Today’s installment of How I Decide Where to Sit is brought to you by bizarre passive-aggression.

So you kind of already know where I am going with this one. Picture a work shuttle, and picture it almost full as I waited in line to board, which made me wonder where all these people boarded and why I do not wait there instead. That is a mystery for another day! Today I was tired and sick of this cold that hangs on and I was hungry and I was not feeling my best. Even so, I was not willing to be a line-smoosher, which most of the people at my shuttle stop are.

Line-smooshers, instead of waiting in a single-file line, smoosh up by the door, creating a globule that then shoves itself into the shuttle in an extremely inelegant way. I really don’t like this. I am a single-file line person. I like the fairness of waiting one’s turn, and also the rule of who showed up first gets to board first.

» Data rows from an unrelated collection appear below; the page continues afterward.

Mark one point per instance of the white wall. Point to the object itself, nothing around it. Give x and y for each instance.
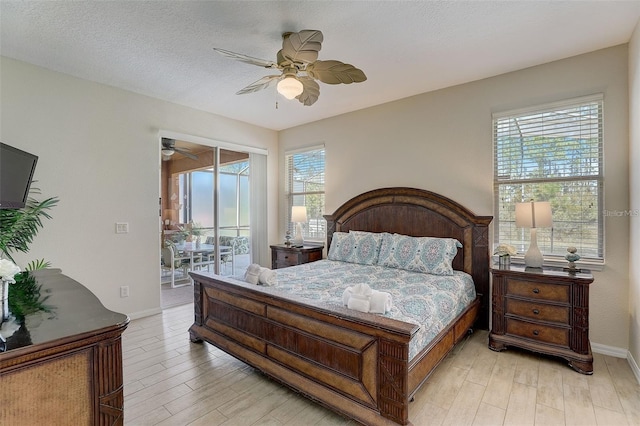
(442, 141)
(634, 190)
(98, 151)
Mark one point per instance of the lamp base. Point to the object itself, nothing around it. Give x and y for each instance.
(298, 241)
(533, 257)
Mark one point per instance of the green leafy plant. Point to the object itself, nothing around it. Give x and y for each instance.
(18, 227)
(25, 297)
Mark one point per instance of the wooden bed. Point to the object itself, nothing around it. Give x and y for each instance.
(356, 364)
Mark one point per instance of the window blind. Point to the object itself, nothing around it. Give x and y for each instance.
(552, 153)
(305, 187)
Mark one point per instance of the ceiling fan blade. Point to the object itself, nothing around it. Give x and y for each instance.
(302, 47)
(168, 143)
(186, 153)
(263, 83)
(310, 92)
(335, 72)
(247, 59)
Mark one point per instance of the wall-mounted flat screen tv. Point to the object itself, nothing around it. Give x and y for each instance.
(16, 173)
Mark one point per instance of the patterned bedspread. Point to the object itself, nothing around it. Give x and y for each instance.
(429, 301)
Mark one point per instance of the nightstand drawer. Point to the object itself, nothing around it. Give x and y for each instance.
(287, 258)
(283, 256)
(538, 311)
(541, 333)
(537, 290)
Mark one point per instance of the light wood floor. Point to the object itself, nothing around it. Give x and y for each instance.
(170, 381)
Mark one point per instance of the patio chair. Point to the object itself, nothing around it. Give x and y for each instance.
(171, 262)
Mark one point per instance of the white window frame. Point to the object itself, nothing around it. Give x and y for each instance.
(315, 230)
(555, 125)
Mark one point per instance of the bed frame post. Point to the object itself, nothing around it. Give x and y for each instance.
(394, 386)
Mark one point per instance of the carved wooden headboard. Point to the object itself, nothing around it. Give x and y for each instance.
(422, 213)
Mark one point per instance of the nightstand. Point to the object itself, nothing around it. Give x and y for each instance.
(283, 255)
(545, 311)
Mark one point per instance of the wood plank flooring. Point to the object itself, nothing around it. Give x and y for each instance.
(171, 381)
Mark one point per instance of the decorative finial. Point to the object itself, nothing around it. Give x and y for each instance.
(572, 257)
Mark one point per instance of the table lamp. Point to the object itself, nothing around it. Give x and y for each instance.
(298, 215)
(533, 215)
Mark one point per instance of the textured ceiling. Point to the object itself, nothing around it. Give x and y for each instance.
(164, 49)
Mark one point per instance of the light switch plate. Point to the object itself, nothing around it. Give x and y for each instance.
(122, 228)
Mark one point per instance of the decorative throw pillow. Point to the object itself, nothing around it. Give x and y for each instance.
(354, 247)
(419, 254)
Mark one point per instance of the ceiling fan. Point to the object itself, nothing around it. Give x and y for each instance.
(298, 61)
(169, 148)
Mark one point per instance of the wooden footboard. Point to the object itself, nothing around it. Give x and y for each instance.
(353, 363)
(350, 364)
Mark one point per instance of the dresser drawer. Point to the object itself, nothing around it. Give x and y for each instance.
(541, 333)
(287, 258)
(539, 291)
(538, 311)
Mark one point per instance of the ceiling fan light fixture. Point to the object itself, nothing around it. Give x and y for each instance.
(290, 87)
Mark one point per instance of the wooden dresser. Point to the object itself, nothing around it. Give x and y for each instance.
(545, 311)
(61, 363)
(283, 255)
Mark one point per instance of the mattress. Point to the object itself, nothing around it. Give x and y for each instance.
(428, 301)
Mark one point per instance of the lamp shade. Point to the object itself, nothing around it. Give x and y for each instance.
(533, 214)
(290, 87)
(298, 214)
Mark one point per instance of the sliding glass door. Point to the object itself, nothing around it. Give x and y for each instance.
(209, 197)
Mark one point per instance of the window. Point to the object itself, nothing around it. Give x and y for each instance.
(551, 153)
(305, 187)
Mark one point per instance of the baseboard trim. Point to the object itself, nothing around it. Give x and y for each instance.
(618, 353)
(145, 313)
(634, 366)
(609, 350)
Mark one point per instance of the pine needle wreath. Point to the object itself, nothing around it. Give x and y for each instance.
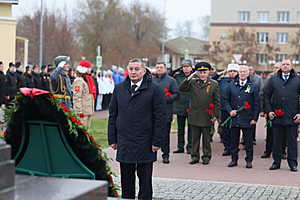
(46, 108)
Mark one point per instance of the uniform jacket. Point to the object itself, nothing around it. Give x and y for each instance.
(163, 82)
(202, 94)
(284, 95)
(37, 79)
(136, 122)
(181, 104)
(12, 83)
(234, 99)
(21, 81)
(60, 82)
(45, 81)
(83, 101)
(28, 81)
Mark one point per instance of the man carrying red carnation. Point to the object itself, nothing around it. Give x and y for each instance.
(83, 95)
(205, 109)
(281, 97)
(242, 103)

I realize that I am not living in the right place for this sort of orderliness. San Francisco is a haven for anti-manners because somewhere along the line “counterculture” got associated with “rude” and they’re all peanut butter and chocolate now.

One person at my shuttle stop is consistently polite. If he is standing in front of someone, he always invites that person to board before him. Because I am a little crazy, I would accept this offer once and then decline it once, accept, then decline, hash marks in opposite columns, perfectly fair. Now I always decline and insist he goes first. Maybe he has earned some sort of line priority in my head. I hadn’t thought about it before writing it down just now. But I am all about rewarding good manners.

Anyway, today I was one of the last people to board, and it was quite full, so I took the first seat that was available. As I was walking toward this seat, I realized that the person next to it was glaring at me. I don’t get glared at often, so it was hard to miss. She was also spread out well into the empty seat, so when I indicated my intention to sit there, she sighed loudly and melodramatically as she rearranged herself and her things. It was so loud that I cracked a smile, thinking it was a joke. She didn’t seem to think it was funny.

At first, I thought maybe her glare was her normal “I’m annoyed I have to be up so early” face. I certainly have one of those. So maybe her annoyed face was only directed at me because she saw me headed for her seat, and was looking up at me to see if I was going to make her morning worse. But the sigh?

People like this genuinely baffle me. Sitting next to you is not a hostile act. It just means I want to sit down on this extremely bumpy and fast-moving bus so I can read or nap or listen to music in relative comfort. Just like you!

The rest of the ride was uneventful as I obsessed over my own facial expressions. And over not sighing melodramatically at people, because let’s face it, that shit is grade school.

HIDWtS Rating: Did I just write 500 words on shuttle seating?